It’s hard to believe it all started over a park. With tens of thousands of Turkish citizens laying claim to the streets of Istanbul and several other major cities, Prime Minister Recep Tayyip Erdogan faces the most serious challenge of his 10-year rule — and all of a sudden there is talk of a "Turkish ...

Uriel Sinai/Getty Images
Uriel Sinai/Getty Images

It’s hard to believe it all started over a park.

With tens of thousands of Turkish citizens laying claim to the streets of Istanbul and several other major cities, Prime Minister Recep Tayyip Erdogan faces the most serious challenge of his 10-year rule — and all of a sudden there is talk of a "Turkish Spring" in the air.

Wait, a "Turkish Spring"? Really?

Welcome to the Turkish protest name game.

The comparison to the Arab Spring is itself tendentious — Erdogan is no dictator, and Turkey isn’t an Arab country — but the images of thousands of Turks in the streets of Istanbul hurling rocks at police, setting fire to cars, and chanting anti-Erdogan slogans recall similar scenes in Tahrir Square back in 2011. Outraged at Erdogan’s authoritarian tendencies, crony capitalism, and moderate Islamism, members of the urban middle class have taken to the streets to protest a government and a leader they feel has betrayed the legacy of the country’s founder, Mustafa Kemal Ataturk.

These factors have been sufficient for some commentators to rush headlong into comparing Turkey’s protests to the recent uprisings in the Arab world.
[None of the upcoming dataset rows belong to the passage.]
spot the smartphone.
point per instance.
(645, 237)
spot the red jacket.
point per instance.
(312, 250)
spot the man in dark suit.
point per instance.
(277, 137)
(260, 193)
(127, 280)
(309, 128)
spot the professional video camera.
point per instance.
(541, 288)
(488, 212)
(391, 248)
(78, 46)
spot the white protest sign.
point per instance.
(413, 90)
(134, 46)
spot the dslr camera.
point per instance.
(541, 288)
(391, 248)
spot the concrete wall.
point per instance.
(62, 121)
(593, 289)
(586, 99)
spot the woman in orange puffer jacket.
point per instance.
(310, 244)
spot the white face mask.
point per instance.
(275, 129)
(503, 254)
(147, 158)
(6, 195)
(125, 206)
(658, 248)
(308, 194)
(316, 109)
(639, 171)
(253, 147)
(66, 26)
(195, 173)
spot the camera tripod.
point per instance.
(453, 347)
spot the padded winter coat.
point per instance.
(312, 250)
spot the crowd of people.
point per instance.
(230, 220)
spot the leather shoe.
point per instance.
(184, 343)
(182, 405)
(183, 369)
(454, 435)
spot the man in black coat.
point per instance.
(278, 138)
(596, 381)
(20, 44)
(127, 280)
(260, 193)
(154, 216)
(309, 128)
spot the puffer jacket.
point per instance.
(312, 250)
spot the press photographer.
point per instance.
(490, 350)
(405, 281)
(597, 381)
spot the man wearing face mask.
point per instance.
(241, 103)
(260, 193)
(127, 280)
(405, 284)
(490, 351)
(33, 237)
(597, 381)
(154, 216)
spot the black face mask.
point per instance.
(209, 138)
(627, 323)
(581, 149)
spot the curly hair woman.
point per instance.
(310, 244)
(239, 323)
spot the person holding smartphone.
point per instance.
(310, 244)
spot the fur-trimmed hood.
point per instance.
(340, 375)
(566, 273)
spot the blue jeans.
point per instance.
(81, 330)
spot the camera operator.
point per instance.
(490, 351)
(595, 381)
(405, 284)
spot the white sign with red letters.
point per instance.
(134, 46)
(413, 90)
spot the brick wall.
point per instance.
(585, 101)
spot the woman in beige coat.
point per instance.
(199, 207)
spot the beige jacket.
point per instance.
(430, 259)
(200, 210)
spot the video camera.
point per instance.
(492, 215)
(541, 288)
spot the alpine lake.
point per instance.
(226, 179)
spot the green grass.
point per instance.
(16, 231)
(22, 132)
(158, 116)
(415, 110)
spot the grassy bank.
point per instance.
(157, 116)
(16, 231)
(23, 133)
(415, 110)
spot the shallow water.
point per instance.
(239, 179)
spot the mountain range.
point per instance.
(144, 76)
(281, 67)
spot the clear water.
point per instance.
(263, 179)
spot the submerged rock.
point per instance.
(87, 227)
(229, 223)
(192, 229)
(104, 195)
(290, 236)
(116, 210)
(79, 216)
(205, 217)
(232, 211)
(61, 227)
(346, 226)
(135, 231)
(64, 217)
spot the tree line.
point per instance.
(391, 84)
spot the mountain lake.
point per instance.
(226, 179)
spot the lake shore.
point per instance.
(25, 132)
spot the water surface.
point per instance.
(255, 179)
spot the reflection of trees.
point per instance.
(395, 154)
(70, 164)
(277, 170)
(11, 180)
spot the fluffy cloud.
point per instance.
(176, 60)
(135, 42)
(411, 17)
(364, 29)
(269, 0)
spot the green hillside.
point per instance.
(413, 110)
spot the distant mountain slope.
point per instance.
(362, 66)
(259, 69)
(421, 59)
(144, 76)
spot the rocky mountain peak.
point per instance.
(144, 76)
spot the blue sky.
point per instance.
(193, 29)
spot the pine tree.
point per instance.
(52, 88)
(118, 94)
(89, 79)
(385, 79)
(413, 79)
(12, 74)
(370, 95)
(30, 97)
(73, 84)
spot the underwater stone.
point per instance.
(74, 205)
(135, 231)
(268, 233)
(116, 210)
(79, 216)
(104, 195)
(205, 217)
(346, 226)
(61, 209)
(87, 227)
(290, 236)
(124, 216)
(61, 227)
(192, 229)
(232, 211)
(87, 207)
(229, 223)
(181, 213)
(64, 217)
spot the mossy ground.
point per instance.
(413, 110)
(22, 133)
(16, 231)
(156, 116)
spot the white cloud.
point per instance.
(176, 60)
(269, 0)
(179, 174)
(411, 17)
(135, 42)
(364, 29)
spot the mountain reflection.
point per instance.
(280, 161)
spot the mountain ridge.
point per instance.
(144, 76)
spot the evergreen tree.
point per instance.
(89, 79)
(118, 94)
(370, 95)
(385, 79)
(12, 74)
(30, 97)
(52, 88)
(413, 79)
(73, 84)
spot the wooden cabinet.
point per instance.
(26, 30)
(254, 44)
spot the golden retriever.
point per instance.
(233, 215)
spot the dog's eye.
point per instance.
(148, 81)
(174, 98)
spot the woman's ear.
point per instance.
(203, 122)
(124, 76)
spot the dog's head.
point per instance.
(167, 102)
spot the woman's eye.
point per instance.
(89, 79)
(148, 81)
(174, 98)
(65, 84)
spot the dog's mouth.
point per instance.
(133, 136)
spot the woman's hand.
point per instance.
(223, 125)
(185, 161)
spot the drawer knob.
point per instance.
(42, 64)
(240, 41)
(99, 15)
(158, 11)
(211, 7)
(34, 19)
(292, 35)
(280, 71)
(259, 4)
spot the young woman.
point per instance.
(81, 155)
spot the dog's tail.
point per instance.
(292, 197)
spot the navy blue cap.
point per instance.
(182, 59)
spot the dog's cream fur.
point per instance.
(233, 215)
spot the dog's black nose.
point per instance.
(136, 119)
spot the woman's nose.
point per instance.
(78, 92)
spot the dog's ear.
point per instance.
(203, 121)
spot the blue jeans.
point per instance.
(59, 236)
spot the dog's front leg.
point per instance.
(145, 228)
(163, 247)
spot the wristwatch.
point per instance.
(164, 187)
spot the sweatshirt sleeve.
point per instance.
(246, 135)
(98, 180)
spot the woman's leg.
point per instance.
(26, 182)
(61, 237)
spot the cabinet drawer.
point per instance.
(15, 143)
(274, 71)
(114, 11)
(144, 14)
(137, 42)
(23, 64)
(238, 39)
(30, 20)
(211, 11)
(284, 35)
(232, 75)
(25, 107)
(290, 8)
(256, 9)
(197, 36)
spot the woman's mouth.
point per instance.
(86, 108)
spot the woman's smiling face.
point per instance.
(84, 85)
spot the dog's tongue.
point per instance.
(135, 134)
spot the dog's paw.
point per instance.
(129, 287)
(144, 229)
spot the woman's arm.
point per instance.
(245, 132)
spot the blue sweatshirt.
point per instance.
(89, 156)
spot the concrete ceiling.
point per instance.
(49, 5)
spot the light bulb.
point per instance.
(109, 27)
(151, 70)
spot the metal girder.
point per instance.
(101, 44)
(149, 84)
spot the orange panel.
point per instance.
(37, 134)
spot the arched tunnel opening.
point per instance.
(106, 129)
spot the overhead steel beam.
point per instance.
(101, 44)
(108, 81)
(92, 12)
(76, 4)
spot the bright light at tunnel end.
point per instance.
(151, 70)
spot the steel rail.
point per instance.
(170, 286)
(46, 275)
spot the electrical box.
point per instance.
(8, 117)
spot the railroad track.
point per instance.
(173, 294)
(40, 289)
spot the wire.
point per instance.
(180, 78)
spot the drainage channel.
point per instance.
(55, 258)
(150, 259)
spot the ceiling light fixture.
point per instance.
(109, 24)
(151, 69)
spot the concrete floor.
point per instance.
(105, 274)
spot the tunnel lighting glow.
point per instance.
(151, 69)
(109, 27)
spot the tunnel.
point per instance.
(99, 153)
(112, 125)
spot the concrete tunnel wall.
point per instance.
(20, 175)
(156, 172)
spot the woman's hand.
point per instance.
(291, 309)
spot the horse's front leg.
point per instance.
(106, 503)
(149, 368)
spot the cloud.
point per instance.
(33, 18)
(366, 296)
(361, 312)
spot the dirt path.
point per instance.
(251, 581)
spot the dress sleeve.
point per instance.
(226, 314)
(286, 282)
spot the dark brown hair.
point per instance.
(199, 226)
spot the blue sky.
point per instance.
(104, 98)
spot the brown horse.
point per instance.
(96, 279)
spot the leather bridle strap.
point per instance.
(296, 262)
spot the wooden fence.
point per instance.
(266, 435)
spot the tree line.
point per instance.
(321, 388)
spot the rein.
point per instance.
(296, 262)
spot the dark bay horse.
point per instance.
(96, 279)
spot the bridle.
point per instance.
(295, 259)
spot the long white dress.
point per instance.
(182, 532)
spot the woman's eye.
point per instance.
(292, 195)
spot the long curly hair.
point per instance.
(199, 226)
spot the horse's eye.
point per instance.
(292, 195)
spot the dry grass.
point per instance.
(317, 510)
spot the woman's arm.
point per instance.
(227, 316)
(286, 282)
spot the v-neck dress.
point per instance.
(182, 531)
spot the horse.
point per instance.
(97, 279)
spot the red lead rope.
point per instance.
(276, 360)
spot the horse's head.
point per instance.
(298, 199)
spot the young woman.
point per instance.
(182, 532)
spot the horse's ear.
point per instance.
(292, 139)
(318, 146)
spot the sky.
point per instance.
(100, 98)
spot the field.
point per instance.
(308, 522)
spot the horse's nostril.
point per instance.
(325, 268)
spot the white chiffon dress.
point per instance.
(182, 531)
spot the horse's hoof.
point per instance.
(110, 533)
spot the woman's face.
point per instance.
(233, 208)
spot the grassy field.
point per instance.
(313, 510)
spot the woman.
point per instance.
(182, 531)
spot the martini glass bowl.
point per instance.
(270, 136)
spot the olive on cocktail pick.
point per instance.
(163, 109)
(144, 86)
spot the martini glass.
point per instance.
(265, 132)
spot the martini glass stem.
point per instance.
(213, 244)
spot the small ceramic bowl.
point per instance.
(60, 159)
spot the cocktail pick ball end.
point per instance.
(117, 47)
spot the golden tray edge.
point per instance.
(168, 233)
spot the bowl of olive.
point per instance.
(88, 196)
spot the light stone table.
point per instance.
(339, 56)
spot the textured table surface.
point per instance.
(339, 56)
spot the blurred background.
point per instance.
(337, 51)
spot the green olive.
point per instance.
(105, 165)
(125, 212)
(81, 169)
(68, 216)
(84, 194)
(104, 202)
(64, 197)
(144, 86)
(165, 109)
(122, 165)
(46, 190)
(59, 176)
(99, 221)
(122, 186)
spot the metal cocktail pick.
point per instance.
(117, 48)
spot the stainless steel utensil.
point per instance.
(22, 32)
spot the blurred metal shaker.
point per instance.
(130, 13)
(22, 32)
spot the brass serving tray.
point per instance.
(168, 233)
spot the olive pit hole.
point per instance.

As Richard Seymour wrote in the Guardian:

Thus strengthened, the government is on the offensive. It has never needed the left or the labour movement, which it has repressed. It no longer needs the liberals, as its attacks on women’s reproductive rights, and its imposition of alcohol-free zones, show.

This is the context in which a struggle over a small park in a congested city centre has become an emergency for the regime, and the basis for a potential Turkish spring.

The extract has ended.